System requirements
Functional:
- 100k MAU
- 5 shortens per month per user
- allow users to create shortened URLs and redirect to original long URLs.
- Allow management of URL category, and toggle revokation of URL access.
- Custom expiry time (default to 5 years).
Non-Functional:
- High avaiability (99.999%)
- Eventual consistency
- Scalability
- Low latency
Capacity estimation
500k total shorten requests per month
30M URL mappings in storage
assume average 60 bytes per mapping
1.8GB total storage needed
API design
"Shorten URL"
POST /v1/urls/shorten
params: {
long_url
token
custom_expiration_duration
custom_category
}
returns: {
short_url
}
"Get URL info"
GET /v1/urls/info
params: {
url (short or long)
is_long_url: bool
token
}
returns: {
short_url
long_url
expiration_date
category
}
"Redirect"
returns a redirect code and the long URL in the header. Don't allow client caching of redirection so we can capture all clicks for analytics.
"Update URL info"
Allow user to specify new expiration date and category.
Database design
- URL Mapping DB
- short URL (PK), long URL, exp_date, category, user_id
High-level design
- API Server: Manges requests (stateless)
- URL Generator Service: Generates a new unique short URL for a given long URL.
- URL Mapping DB: relational DB (read heavy) with read thru cache. Use bloom filter to accelerate failed queries.
Request flows
Explain how the request flows from end to end in your high level design. Also you could draw a sequence diagram using the diagramming tool to enhance your explanation...
Detailed component design
- Short URL generation
- Generate unique ID
- ID can contain index and server number fields to ensure uniqueness across many generator servers if scaling is needed
- Convert to base62 representation to improve compactness.
Trade offs/Tech choices
- The auto incrementing ID can be a security concern as it could be easy to guess other short URLs. We could solve this by skipping large swathes of values in each increment, but this would lead to slightly larger short URLs. The alternative is using a hash of the long URL, which would lead to more distributed short URL values, but could require hash conflict resolution which would hinder performance and could add complexity at scale.

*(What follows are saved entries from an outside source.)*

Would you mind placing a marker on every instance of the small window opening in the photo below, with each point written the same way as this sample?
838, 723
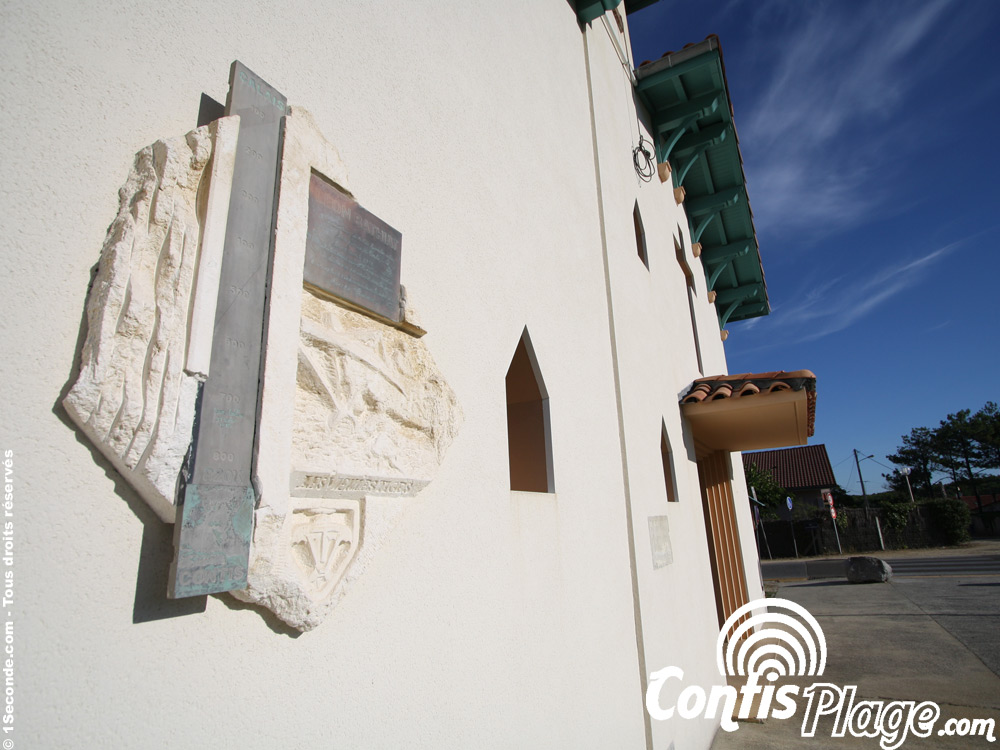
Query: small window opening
689, 279
668, 465
640, 236
529, 443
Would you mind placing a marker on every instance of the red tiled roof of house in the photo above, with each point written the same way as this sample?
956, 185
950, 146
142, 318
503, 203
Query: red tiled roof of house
796, 468
749, 384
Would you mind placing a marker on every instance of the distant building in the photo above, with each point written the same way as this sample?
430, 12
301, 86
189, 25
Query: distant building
804, 472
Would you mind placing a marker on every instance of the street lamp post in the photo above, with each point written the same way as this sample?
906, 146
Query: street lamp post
906, 473
858, 464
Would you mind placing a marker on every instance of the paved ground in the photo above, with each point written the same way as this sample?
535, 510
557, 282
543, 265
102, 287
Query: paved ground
975, 558
918, 639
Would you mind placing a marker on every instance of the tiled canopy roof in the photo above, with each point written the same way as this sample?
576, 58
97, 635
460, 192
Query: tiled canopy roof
750, 384
796, 468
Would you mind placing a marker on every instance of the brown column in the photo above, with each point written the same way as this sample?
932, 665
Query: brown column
723, 538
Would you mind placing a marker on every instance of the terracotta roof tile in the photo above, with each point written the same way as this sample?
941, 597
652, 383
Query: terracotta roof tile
751, 384
807, 467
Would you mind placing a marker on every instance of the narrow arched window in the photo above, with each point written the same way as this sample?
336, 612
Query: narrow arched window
640, 236
668, 465
529, 441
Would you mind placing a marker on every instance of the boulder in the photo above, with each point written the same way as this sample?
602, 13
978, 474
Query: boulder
868, 570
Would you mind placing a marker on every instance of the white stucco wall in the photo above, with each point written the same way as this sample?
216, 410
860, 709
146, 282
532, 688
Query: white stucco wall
491, 618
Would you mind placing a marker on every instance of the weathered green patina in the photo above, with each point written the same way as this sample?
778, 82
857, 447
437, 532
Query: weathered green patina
687, 98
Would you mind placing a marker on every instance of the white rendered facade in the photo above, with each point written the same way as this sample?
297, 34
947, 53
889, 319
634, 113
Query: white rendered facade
498, 140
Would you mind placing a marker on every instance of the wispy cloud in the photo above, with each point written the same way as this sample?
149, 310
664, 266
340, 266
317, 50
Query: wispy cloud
839, 303
818, 131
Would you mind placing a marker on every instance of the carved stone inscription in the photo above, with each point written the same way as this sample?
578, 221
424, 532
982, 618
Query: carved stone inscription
350, 252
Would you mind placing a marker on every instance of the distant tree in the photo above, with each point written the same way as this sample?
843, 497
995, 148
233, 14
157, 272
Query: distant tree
986, 429
919, 454
959, 452
769, 492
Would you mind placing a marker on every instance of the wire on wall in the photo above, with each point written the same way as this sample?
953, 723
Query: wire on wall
642, 159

- A write thru cache could be more performant, but the read thru is better when we consider possible failures. If the cache goes down, we can bring up another one that will reload as reads are performed.
Failure scenarios/bottlenecks
- Load balancer, API server, URL generator service, and URL mapping database are all scalable.
- DB could run out of capactiy if our usage increased 5+ orders of magnitude, but this seems unlikely. However, we might need to shard the DB much sooner to keep read performance up.
Future improvements
- Hypothetically, if we needed to partition the DB, we could use a hash of the short URL as the shard key. We could either shard the cache as well, or keep one MFU cache that is asynchronously updated after DB writes.